Everything started spiralling downhill last summer of 2009, when I took a summer class. Under normal circumstances, at my school most people take three classes at a time; as it happened, through a series of events early in my college career I was led to the conclusion that I was best off taking two classes at a time. But summer classes are very condensed and designed to be taken one class at a time, meaning for about a month, my schedule was equivalent to taking three classes at a time. The resulting time crunch was such that I decided to abandon following my RSS feeds (except for Order of the Stick).

A month may not seem like much to catch up on, but even before all this, my RSS feeds took so long to catch up on that I had to spend a significant portion of every single (week)day catching up on them. Combine this with the fact I wasn’t quite done with the work the course required, and while I made a fairly sizeable dent in catching up on my RSS feeds by the time regular classes started up again, it was far from complete.

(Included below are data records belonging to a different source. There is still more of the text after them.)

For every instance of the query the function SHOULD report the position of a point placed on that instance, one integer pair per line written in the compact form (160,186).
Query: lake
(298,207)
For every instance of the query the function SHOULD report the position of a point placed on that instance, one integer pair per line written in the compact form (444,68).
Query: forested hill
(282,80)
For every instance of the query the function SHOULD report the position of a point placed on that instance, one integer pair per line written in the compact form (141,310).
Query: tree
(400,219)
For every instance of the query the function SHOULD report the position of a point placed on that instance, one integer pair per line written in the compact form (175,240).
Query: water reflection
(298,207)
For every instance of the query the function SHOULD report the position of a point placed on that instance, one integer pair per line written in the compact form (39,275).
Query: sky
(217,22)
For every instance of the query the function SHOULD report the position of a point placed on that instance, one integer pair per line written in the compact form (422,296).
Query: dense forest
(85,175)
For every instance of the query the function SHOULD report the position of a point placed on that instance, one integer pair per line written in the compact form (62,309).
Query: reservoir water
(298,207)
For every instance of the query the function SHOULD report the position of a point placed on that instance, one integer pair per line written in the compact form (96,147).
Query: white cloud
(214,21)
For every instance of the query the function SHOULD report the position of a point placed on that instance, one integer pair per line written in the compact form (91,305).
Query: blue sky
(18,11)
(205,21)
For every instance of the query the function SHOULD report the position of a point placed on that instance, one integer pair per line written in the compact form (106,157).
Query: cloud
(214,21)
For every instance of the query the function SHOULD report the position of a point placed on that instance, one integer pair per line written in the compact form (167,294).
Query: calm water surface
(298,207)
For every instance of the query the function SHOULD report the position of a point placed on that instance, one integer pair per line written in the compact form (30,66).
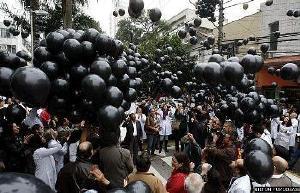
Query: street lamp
(37,13)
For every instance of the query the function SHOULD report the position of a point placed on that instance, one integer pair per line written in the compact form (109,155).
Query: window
(4,33)
(11,48)
(273,40)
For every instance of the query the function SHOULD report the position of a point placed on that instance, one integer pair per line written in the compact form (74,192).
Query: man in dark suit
(133,136)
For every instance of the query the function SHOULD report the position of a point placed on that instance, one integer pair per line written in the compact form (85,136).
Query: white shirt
(243,185)
(240,132)
(267,137)
(134,129)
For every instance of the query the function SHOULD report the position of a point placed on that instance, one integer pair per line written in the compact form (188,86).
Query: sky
(101,10)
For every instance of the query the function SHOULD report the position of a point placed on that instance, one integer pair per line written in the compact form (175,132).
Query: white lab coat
(73,151)
(293,134)
(142,120)
(59,156)
(45,164)
(267,137)
(165,124)
(284,136)
(274,127)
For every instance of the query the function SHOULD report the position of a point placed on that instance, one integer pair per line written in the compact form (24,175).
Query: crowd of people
(209,152)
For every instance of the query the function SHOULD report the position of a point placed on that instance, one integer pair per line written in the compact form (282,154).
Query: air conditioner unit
(3,47)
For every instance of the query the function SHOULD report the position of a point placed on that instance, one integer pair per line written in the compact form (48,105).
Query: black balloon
(55,42)
(110,118)
(289,71)
(93,87)
(155,14)
(197,22)
(233,72)
(73,50)
(138,187)
(114,96)
(118,190)
(259,144)
(216,58)
(50,68)
(252,63)
(264,48)
(121,12)
(193,40)
(101,68)
(176,92)
(182,33)
(89,51)
(5,75)
(78,72)
(130,95)
(119,68)
(25,183)
(15,114)
(60,87)
(6,22)
(30,85)
(259,166)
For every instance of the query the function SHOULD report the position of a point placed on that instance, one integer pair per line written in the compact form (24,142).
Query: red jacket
(175,183)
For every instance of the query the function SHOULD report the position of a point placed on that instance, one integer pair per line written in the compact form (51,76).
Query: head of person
(50,134)
(38,129)
(286,120)
(152,112)
(181,162)
(138,110)
(110,138)
(85,150)
(238,167)
(143,163)
(280,165)
(132,117)
(193,183)
(228,126)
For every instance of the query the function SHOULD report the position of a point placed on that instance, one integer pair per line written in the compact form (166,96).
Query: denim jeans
(151,142)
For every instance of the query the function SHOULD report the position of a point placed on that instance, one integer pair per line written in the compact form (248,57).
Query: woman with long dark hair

Due to procrastination on my part, I was signed up for only one class when classes started up again instead of two, but fall is typically one of the busiest periods of the year for Da Blog because of all the football stuff, and my progress on my RSS feeds, slowed by the launch of the new site, had been derailed by my decision to commense an OOTS archive binge that, because of a related associated project, turned out to take far, far longer than I ever anticipated. Then, right as I finally finished the work for the summer class, the screen of my laptop broke, and it took at least a month before I finally got a new one, which hamstrung the work on the football projects and halted the archive binge, since I was having a hard enough time working on the work for my one class without a laptop. I still haven’t caught up on more than one feed since then.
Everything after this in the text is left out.